One of the first major media mentions of Alamariu, still then known solely by his pen name, came in 2019 when Politico reported a claim from right-wing troll Mike Cernovich that junior Trump White House staffers were fans of Bronze Age Pervert. In 2022, Nate Hochman—who was fired in July from Ron DeSantis’s campaign for making a promotional video featuring a Nazi symbol, but back then was a National Review writer—told The New York Times Magazine that “every junior staffer in the Trump administration read ‘Bronze Age Mindset,’” Alamariu’s 2018 book. The Daily Beast, Tablet, Politico, and The Atlantic all published pieces on the bizarre, fascist BAP internet persona, with the later two publications revealing his real name.
With Alamariu out of the shadows and no longer seemingly interested or able to stay in hiding behind his alter ego, more and more fans are starting to publicly support him. His new book, a version of his doctoral thesis, was published about two weeks ago under his real name, and is doing well on Amazon, briefly cracking the site’s top 25 bestsellers. His personal, real-name Twitter account, active since 2018, went from a few thousand followers to more than 20,000 roughly over the course of September.

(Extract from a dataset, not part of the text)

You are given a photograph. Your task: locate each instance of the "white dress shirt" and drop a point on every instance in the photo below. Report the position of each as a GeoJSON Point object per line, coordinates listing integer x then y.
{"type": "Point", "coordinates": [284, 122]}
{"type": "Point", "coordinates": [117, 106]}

Last week, the growing chorus of endorsers included at least two prominent right-of-center figures. As Alamariu started promotion for the book—Selective Breeding and the Birth of Philosophy—Richard Hanania, a writer who also pseudonymously published racist screeds before amassing mainstream credentials while publishing only slightly veiled racist posts under his real name, tweeted at Alamariu that he was a fan of his new public persona. Christopher Rufo, the notorious architect of the ongoing assault on transgender rights and the broader LGTBQ community who enjoys relationships with prominent Republicans, congratulated Alamariu on the book’s impressive sales.
Hanania, Rufo, and Alamariu’s other supporters are endorsing someone who has written things like “I believe in Fascism or ’something worse’ and I can say so unambiguously because, unlike others, I have given up long ago all hope of being part of the respectable world or winning a respectable audience.” They are encouraging someone who has written about the “distinction between master races and the rest,” and criticized pro-natalism by claiming the “idea that whites or Japanese should start vomiting out six or seven children to a vagina like the illiterate slave hordes of Bangladesh or Niger is absurd.”
That Rufo and Hanania, leading intellectual lights of the contemporary right, have placed their bets on a guy who talks in a fake Russian accent could be an indication of their own dimming wattage. But the fact that they are taking BAP seriously unfortunately means the rest of us just may have to as well.